In addition to the y=None thing, KDE doesn't have a transform or predict
method - and I don't think Pipeline supports score or score_samples. Maybe
someone can comment on this, but I don't think KDE is typically used in a
pipeline.

In this particular case the code *seems* reasonable (and I am surprised it
doesn't work!), but I don't know much about the KDE stuff. Maybe a bug?
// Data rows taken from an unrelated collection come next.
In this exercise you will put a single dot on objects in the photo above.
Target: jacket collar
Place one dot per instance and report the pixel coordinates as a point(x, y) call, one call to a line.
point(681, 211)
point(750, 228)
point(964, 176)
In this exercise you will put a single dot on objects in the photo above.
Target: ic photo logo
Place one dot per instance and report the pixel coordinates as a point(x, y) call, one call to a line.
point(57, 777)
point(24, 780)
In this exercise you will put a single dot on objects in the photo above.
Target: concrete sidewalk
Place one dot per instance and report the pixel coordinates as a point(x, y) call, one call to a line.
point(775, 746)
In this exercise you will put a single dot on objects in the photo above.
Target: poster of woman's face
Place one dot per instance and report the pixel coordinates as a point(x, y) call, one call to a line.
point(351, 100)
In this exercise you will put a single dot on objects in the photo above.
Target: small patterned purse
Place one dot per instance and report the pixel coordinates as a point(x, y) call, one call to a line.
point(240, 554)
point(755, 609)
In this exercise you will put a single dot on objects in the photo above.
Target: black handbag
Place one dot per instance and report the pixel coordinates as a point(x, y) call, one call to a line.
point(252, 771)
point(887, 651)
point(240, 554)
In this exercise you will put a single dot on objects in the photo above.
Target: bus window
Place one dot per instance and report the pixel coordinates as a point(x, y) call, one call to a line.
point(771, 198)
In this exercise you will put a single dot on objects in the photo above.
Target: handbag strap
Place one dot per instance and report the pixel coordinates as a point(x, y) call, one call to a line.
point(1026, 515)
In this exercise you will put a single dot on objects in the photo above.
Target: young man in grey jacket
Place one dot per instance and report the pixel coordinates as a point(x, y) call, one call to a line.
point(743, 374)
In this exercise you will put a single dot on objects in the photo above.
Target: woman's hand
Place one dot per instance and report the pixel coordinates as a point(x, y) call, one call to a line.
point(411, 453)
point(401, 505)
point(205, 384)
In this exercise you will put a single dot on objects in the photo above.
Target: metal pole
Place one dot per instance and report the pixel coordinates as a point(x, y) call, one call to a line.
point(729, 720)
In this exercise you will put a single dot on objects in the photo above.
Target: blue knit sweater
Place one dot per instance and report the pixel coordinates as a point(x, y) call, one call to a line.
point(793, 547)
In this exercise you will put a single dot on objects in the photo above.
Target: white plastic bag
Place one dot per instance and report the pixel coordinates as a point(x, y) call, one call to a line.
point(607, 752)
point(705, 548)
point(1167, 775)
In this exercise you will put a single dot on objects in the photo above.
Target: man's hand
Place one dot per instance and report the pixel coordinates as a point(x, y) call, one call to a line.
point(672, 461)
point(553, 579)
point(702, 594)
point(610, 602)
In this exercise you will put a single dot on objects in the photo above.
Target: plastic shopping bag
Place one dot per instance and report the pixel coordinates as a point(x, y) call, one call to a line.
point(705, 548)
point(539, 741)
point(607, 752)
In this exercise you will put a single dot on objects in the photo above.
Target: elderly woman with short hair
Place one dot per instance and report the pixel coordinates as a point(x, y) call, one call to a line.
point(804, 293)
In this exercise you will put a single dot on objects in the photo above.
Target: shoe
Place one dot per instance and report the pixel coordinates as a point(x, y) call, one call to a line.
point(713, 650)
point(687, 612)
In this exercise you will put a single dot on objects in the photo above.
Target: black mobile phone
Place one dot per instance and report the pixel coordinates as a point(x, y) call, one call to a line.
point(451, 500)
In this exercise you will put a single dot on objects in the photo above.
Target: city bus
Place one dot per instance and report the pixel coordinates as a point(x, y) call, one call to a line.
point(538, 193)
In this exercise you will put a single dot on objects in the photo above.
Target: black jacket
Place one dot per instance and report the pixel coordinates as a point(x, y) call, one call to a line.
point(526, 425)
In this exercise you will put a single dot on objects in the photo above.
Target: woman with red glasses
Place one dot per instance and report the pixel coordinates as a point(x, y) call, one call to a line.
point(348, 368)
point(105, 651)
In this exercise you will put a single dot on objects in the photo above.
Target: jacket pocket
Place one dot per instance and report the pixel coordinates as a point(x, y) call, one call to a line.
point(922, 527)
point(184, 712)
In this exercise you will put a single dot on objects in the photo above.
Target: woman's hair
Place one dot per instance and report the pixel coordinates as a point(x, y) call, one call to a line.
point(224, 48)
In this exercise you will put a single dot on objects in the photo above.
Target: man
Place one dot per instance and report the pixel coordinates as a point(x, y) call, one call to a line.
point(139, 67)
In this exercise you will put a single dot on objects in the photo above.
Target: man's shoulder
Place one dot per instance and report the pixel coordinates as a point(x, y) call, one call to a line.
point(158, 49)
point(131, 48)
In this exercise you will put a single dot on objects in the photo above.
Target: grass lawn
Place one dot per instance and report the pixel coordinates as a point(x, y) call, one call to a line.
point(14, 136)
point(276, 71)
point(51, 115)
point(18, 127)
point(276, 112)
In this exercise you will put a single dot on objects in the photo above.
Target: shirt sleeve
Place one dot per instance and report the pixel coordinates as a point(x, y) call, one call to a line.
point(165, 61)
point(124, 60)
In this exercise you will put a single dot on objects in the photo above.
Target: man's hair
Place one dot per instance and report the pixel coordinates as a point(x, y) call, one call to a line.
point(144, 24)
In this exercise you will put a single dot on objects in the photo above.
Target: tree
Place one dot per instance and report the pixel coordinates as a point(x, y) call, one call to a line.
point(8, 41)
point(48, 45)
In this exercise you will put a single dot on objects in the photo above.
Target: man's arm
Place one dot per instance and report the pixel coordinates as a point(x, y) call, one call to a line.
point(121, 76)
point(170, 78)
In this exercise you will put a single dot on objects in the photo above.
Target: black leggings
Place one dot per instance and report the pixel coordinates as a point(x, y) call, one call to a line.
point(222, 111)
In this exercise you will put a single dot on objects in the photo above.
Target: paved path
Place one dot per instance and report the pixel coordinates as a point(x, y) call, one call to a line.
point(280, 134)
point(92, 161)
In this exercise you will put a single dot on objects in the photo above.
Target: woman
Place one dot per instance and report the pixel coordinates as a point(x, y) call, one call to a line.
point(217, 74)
On Wed, Nov 5, 2014 at 7:44 AM, Michael Eickenberg <
michael.eickenb...@gmail.com> wrote:

> Hi José,
>
> yes, there seems to be an inconsistency, KernelDensity.fit has signature
> (self, X) and not (self, X, y=None) as is usually the case even if y is
> never used, see
> https://github.com/scikit-learn/scikit-learn/blob/master/sklearn/neighbors/kde.py#L113
>
> I think the generally accepted way of remedying this is to just add y=None
> in the signature of that function, as was done e.g. for PCA, see
> https://github.com/scikit-learn/scikit-learn/blob/master/sklearn/decomposition/pca.py#L206
>
> But maybe I am missing something crucial. Happy to make the PR if I am
> right about this.
>
> Michael
>
> On Wed, Nov 5, 2014 at 1:35 PM, José Guilherme Camargo de Souza <
> jose.camargo.so...@gmail.com> wrote:
>
>> Hi all,
>>
>> Is the KernelDensity estimator compatible with pipelines? When I try
>> to use it inside one
>>
>>     pipe1 = make_pipeline(StandardScaler(with_mean=True, with_std=True),
>>                           KernelDensity(algorithm="auto",
>> kernel="gaussian", metric="euclidean"))
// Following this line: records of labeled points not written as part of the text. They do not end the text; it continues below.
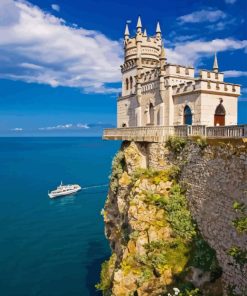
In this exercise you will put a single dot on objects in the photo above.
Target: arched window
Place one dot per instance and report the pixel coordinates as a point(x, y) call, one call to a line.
point(219, 115)
point(131, 82)
point(187, 115)
point(127, 83)
point(151, 113)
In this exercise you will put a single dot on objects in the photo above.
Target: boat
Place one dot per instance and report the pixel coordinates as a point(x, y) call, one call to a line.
point(63, 190)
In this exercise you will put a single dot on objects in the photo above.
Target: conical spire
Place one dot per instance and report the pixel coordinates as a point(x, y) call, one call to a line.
point(126, 32)
point(215, 66)
point(158, 30)
point(139, 25)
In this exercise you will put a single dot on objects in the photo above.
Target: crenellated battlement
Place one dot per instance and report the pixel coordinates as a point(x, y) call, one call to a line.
point(158, 93)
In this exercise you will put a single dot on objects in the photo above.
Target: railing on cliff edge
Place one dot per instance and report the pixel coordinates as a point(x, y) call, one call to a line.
point(161, 133)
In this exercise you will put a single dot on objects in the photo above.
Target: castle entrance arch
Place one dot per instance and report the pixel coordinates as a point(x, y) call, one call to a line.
point(187, 115)
point(220, 114)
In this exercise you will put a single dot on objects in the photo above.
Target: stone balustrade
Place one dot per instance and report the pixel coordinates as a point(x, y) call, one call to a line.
point(161, 133)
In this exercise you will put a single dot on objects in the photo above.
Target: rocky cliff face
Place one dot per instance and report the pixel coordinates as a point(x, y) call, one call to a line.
point(169, 218)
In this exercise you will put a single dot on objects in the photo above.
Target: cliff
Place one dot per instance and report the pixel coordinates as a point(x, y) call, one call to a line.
point(175, 217)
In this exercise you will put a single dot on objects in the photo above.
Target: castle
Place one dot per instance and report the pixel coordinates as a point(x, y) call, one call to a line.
point(157, 93)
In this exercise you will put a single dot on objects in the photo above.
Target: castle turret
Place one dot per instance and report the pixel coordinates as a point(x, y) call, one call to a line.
point(162, 58)
point(215, 66)
point(158, 31)
point(126, 33)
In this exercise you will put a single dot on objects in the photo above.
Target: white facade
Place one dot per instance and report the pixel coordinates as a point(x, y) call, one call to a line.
point(157, 93)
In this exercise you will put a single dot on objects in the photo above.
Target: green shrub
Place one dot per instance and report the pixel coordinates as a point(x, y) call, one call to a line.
point(240, 224)
point(193, 292)
point(231, 291)
point(105, 276)
point(176, 144)
point(239, 207)
point(118, 166)
point(178, 214)
point(204, 257)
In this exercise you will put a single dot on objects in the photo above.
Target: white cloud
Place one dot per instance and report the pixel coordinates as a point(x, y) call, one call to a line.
point(230, 1)
point(36, 46)
point(55, 7)
point(235, 73)
point(57, 127)
point(17, 129)
point(80, 125)
point(65, 127)
point(190, 53)
point(204, 15)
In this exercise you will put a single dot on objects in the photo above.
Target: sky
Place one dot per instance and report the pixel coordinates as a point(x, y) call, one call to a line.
point(60, 60)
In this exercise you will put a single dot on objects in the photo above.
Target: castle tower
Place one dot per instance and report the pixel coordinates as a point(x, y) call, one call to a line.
point(215, 66)
point(157, 93)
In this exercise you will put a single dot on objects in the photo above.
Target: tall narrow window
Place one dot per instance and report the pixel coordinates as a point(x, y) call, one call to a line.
point(127, 84)
point(131, 82)
point(187, 115)
point(151, 113)
point(219, 116)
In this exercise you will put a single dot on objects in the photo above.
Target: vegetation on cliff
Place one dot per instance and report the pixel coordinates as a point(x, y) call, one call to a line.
point(156, 245)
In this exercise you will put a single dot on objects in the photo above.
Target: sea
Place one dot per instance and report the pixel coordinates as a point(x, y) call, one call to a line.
point(52, 247)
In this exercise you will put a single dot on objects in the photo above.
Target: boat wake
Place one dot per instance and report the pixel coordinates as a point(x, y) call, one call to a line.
point(94, 186)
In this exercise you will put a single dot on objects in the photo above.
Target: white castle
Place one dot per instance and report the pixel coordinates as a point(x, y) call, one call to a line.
point(157, 93)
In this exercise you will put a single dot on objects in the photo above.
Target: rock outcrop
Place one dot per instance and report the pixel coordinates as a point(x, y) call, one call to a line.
point(169, 220)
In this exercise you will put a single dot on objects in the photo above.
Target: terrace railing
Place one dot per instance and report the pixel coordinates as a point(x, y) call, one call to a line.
point(161, 133)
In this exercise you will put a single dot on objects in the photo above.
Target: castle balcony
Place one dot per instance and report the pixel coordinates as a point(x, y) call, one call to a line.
point(162, 133)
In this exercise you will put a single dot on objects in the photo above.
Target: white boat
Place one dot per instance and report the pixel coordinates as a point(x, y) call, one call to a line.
point(63, 190)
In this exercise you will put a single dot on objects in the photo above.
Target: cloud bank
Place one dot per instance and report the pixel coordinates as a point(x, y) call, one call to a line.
point(204, 15)
point(36, 46)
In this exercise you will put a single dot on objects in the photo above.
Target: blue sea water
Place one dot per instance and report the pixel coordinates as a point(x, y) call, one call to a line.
point(52, 247)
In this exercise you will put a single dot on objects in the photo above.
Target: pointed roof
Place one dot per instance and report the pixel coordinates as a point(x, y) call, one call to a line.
point(158, 30)
point(215, 66)
point(139, 23)
point(163, 54)
point(126, 32)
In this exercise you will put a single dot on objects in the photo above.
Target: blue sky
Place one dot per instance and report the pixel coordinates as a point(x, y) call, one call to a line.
point(59, 60)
>>     params = dict(kerneldensity__bandwidth=np.logspace(-10, 1, 100))
>>     search = GridSearchCV(pipe1, param_grid=params, verbose=1, n_jobs=8,
>> cv=5)
>>     search.fit(feats1)
>>     search.best_estimator_
>>
>> I get a TypeError as follows:
>>
>> /home/desouza/anaconda/lib/python2.7/site-packages/sklearn/pipeline.pyc
>> in fit(self=Pipeline(steps=[('standardscaler',
>> StandardScale...euclidean',
>>        metric_params=None, rtol=0))]), X=array([[  5.701     ,
>> 73.6443    ,  61.7018    ...2.7188    ,
>>           0.18243243,   0.21621622]]), y=None, **fit_params={})
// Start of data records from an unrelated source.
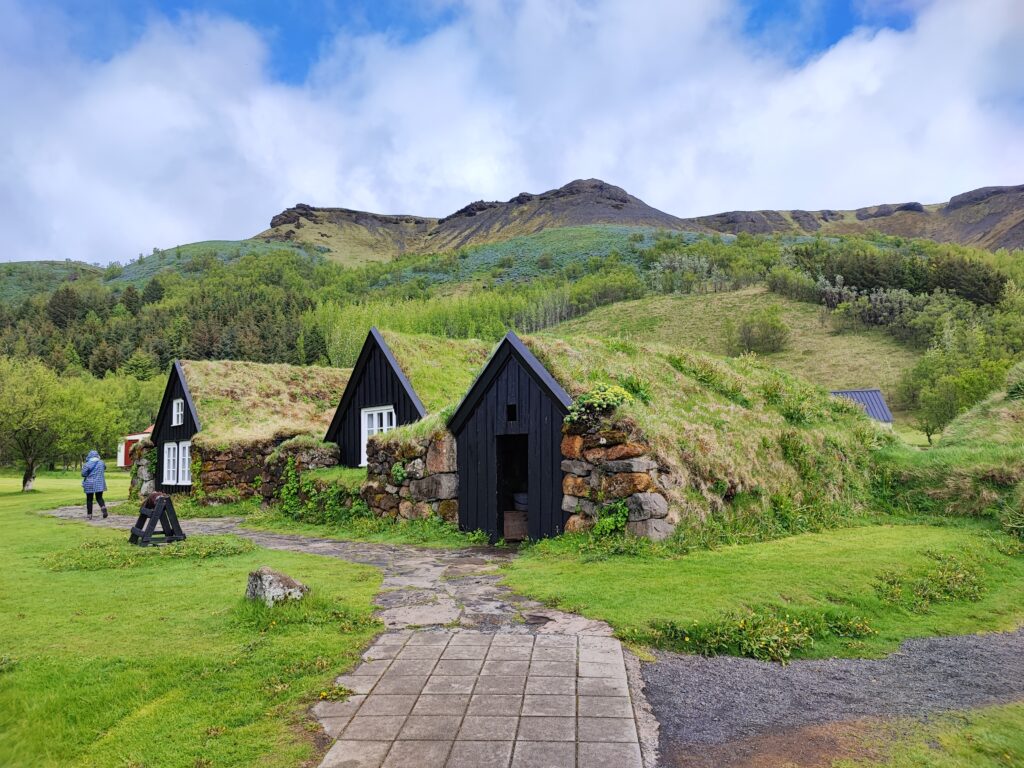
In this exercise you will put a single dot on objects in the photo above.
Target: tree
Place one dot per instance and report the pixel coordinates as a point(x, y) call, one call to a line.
point(153, 292)
point(31, 414)
point(131, 299)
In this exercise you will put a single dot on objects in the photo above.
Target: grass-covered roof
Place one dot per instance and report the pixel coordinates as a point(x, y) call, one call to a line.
point(732, 430)
point(439, 370)
point(240, 401)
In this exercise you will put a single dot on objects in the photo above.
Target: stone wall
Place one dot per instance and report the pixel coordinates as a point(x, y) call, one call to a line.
point(142, 480)
point(240, 471)
point(426, 483)
point(605, 465)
>>     125     def fit(self, X, y=None, **fit_params):
>>     126         """Fit all the transforms one after the other and
>> transform the
>>     127         data, then fit the transformed data using the final
>> estimator.
>>     128         """
>>     129         Xt, fit_params = self._pre_transform(X, y, **fit_params)
>> --> 130         self.steps[-1][-1].fit(Xt, y, **fit_params)
>>     131         return self
>>     132
>>     133     def fit_transform(self, X, y=None, **fit_params):
>>     134         """Fit all the transforms one after the other and
>> transform the
>>
>> TypeError: fit() takes exactly 2 arguments (3 given)
>>
>> Is this an issue or it is supposed not to be compatible? A quick
>> search in the mailing list and on stackoverflow did not return any
>> entry about this.
>>
>> Thanks,
>> José
>>
>>
>> On Tue, Oct 21, 2014 at 3:03 PM, Jacob Vanderplas
>> <jake...@cs.washington.edu> wrote:
>> > Hi Jose,
>> > The KDE implementation does work on multivariate data, and will in
>> general
>> > work for multimodal data as well. There are two caveats to that:
>> >
>> > 1. In the sklearn implementation, the bandwidth must be the same across
>> each
>> > dimension. If this poses a problem for your data, the data can be scaled
>> > before the fit (Using StandardScaler or something similar).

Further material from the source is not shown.